Zur Ausstellungseröffnung gab Maik Förster, der vor über zwölf Jahren einer der Initiatoren des Bibelgartens gewesen war, Hinweise zu vielen Exponaten. Ein 3000 Jahre altes Salb-Horn ist beispielsweise zu bewundern, wie es einst Könige in Gebrauch hatten. Zu sehen ist auch ein nachgestalteter Topf mit Schriftrolle, wie er in der Siedlung von Qumran gefunden wurde. „Unser ältestes Stück in der Ausstellung ist eine Handschrift von 1350“, meint Maik Förster stolz.
Es gebe einen inhaltlichen Zusammenhang mit dem Neuen Tesament. Den exakten Inhalt müsse man aber erst noch herausfinden. Seit der Entstehungszeit dieser Handschrift bis zur Erfindung des Buchdrucks in der Mitte des 15. Jahrhunderts war es üblich, mit Holzrohlingen Bilderbibeln zu drucken. Einige Seiten einer solchen so genannten „Armenbibel“ sind in der Ausstellung zu sehen.

Steinalt und hochaktuell: die Bibel
Schulklassen, Gemeindegruppen und Einzelbesucher sollen durch die neue Ausstellung zum Bibel-Lesen ermuntert werden. Maria Grüner, evangelische Pfarrerin von Oberlichtenau, sieht die Ausstellung als „anschaulichen, lebensnahen Religionsunterricht.“ Die Ausstellung zeige, wie alt und dennoch hochaktuell die Bibel sei.
Gleichzeitig mit der neuen Dauerausstellung wurden auch zwei zeitlich befristete Sonderausstellungen eröffnet. Eine widmet sich unter dem Motto „Brauchtum Tracht – Heimat auf der Haut“  den Trachten, die bis zur Vertreibung der Deutschen 1945 in Ostpreußen, Schlesien, Pommern und Böhmen getragen wurden.

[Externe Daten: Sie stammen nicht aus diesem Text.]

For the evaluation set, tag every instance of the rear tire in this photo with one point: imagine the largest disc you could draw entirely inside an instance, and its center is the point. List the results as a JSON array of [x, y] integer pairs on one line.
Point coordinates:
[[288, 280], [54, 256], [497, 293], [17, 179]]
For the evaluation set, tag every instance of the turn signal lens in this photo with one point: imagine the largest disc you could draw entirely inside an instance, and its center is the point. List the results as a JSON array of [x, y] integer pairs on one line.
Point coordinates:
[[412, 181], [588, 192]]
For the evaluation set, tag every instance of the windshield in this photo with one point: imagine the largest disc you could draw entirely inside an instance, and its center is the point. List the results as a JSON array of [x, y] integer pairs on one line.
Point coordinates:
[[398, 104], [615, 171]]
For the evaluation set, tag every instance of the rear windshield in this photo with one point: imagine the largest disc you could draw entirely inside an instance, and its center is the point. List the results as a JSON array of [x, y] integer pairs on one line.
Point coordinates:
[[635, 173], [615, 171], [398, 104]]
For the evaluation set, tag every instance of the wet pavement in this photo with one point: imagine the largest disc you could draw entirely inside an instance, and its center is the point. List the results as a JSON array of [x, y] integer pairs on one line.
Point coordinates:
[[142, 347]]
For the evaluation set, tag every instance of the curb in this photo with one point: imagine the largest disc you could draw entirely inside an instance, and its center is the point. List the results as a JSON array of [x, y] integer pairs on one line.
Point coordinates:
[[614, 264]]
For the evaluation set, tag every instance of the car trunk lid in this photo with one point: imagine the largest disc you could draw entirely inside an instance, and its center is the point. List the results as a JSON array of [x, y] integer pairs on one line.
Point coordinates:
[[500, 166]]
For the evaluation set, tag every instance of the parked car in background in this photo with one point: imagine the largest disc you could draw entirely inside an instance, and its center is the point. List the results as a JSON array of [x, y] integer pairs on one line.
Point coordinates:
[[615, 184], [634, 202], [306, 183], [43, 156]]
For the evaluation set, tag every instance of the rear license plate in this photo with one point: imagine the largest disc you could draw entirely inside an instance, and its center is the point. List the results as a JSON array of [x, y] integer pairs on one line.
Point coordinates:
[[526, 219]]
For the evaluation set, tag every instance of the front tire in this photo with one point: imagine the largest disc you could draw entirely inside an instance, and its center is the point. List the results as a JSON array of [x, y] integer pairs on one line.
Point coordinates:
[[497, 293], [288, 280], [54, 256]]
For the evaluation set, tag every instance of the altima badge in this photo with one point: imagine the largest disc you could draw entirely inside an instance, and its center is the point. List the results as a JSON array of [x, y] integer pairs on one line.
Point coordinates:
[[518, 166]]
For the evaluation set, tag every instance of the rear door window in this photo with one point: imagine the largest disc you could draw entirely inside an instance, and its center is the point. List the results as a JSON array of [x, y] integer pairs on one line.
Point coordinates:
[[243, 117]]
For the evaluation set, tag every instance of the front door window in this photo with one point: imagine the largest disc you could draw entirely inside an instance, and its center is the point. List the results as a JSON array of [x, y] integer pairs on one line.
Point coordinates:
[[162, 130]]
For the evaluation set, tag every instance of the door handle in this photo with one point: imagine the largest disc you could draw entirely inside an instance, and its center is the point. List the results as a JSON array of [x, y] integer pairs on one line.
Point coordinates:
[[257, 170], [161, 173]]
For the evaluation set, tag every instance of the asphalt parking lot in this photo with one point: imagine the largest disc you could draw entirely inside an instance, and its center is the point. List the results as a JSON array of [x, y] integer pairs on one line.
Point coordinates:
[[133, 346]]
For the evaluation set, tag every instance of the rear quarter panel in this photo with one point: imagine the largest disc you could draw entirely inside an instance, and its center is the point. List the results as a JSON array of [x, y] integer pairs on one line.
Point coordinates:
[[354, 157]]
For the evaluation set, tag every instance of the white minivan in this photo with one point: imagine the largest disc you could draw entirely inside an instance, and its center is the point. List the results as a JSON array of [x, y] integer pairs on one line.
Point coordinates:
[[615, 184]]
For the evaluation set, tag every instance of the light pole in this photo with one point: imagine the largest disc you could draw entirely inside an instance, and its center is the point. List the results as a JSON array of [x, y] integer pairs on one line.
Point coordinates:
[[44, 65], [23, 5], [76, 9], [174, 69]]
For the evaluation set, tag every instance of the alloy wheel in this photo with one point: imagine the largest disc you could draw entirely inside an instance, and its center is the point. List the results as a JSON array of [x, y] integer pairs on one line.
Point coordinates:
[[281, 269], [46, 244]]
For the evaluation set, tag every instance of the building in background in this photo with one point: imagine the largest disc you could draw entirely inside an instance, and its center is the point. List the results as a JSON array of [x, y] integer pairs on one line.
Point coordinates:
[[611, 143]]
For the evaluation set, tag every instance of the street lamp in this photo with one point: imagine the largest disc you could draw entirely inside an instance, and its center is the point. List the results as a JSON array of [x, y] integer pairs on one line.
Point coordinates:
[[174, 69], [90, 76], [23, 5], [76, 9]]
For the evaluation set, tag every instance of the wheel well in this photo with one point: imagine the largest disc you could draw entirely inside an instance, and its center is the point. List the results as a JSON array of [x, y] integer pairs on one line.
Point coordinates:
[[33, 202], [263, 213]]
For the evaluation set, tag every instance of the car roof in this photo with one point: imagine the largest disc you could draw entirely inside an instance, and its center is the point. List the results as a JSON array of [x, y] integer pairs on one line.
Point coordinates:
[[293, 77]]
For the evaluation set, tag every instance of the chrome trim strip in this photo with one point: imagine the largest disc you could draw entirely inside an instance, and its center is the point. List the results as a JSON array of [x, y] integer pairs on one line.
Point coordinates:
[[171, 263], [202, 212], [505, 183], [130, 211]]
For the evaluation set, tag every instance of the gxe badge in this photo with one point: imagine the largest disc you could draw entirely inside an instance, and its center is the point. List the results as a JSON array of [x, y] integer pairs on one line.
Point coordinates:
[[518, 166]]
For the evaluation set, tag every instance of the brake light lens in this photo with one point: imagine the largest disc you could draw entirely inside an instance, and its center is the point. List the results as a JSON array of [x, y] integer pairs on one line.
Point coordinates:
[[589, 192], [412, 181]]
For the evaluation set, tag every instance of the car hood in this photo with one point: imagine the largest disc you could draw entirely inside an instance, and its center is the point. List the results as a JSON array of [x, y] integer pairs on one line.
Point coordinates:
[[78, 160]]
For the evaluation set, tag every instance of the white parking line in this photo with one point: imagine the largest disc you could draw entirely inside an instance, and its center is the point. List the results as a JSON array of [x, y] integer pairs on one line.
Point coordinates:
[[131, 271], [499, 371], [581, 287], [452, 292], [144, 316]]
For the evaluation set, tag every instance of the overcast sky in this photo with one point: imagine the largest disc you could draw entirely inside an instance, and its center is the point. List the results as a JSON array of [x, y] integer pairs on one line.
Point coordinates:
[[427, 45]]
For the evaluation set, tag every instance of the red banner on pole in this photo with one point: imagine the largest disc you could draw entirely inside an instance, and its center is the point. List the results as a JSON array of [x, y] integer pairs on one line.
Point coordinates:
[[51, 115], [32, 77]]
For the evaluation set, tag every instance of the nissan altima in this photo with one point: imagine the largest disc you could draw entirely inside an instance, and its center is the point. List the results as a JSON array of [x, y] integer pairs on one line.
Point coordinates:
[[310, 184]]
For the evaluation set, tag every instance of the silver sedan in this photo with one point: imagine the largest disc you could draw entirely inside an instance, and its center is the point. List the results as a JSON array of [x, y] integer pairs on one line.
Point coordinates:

Maik Förster erklärt die neue Dauerausstellung.  Fotos: Kirschke, epd

Zusatz-Ausstellungen für Heimatfreunde
„Integration durch Leistung – Vertriebene, Spätaussiedler und Zuwanderer als Unternehmer in Sachsen“ heißt die zweite Ausstellung, in der es um Zuwanderung nach Sachsen von 1945 bis heute geht.
„Sie spannt den Bogen von den Flüchtlingen und Vertriebenen am Ende des Zweiten Weltkrieges über die ausländischen Facharbeiter in der DDR und die Spätaussiedler nach 1989 bis heute“, erläutert Friedemann Scholz, der Landesverbands-Vorsitzende der Landsmannschaft Schlesien, die beide Sonderausstellungen veranstaltet hat.